In July 2019, Noi signed with the Cairns Taipans of the Australian National Basketball League. In March 2021, he suffered a PCL injury that ruled him out for 12 weeks. He re-signed with the Taipans in June 2021.

=== Sydney Kings and off-season stints (2022–2026) ===
Following the 2021–22 NBL season, Noi joined the USC Rip City of the NBL1 North for the 2022 season, where he earned league MVP and All-Star Five honours.

In June 2022, Noi signed a two-year contract with the Sydney Kings. After winning the 2022–23 championship, the club exercised its team option on his contract.

Noi re-joined the USC Rip City for the 2023 NBL1 North season. He was named to the All-NBL1 North First Team for the second straight year.

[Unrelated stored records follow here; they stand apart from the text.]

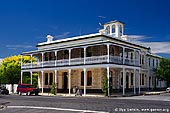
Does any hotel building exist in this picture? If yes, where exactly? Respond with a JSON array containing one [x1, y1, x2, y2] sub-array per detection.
[[21, 20, 166, 95]]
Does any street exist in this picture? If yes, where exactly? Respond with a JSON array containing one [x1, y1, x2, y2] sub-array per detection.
[[0, 93, 170, 113]]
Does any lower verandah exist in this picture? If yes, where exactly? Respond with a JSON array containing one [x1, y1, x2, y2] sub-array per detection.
[[35, 68, 147, 94]]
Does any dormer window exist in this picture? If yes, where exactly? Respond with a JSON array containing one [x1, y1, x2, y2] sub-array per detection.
[[106, 26, 110, 34]]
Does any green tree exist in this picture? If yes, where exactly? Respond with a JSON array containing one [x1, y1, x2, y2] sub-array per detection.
[[50, 83, 57, 95], [154, 58, 170, 86], [0, 55, 35, 85], [102, 70, 112, 96], [102, 72, 108, 96], [22, 72, 38, 87]]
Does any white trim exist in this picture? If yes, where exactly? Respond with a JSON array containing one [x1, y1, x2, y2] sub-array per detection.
[[22, 64, 140, 72]]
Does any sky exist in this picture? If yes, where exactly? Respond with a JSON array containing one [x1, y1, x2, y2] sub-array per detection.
[[0, 0, 170, 58]]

In the 2023–24 NBL season, Noi averaged 10.0 points and 4.5 rebounds in 25 games for the Kings.

On 18 March 2024, Noi signed with the Darwin Salties for the 2024 NBL1 North season. He was named to the NBL1 North First Team for the third straight year.

On 2 April 2024, Noi re-signed with the Kings on a three-year deal. On 19 January 2025, he scored a career-high 32 points in an 88–77 win over the Tasmania JackJumpers. He was named the NBL Best Sixth Man for the 2024–25 season.

On 27 February 2025, Noi signed with the Ningbo Rockets of the Chinese Basketball Association (CBA) for the rest of the 2024–25 season. Following the CBA season, he joined the Sutherland Sharks of the NBL1 East for the 2025 season.

In the 2025–26 NBL season, Noi won his second NBL championship with the Kings. He parted ways with the Kings following the season after 127 games across four seasons.

In May 2026, Noi joined Al Riyadi for the end of the 2025–26 Lebanese Basketball League season. He helped the team win the championship, averaging 13.6 points per game across the seven-game Finals series.

===New Zealand Breakers (2026–present)===
On 22 May 2026, Noi signed a two-year deal with the New Zealand Breakers.

==National team career==
Noi was named to the training camp squad of the South Sudan basketball team for the 2024 Summer Olympics.

==Personal life==
Noi was born in Sudan but considers himself as South Sudanese. His father, Ater Dhiu, played basketball for the Sudan men's national basketball team. Noi is a cousin of fellow basketball players, Yuat Alok and Lat Mayen.

Noi has two children with his partner who is an Indigenous Australian.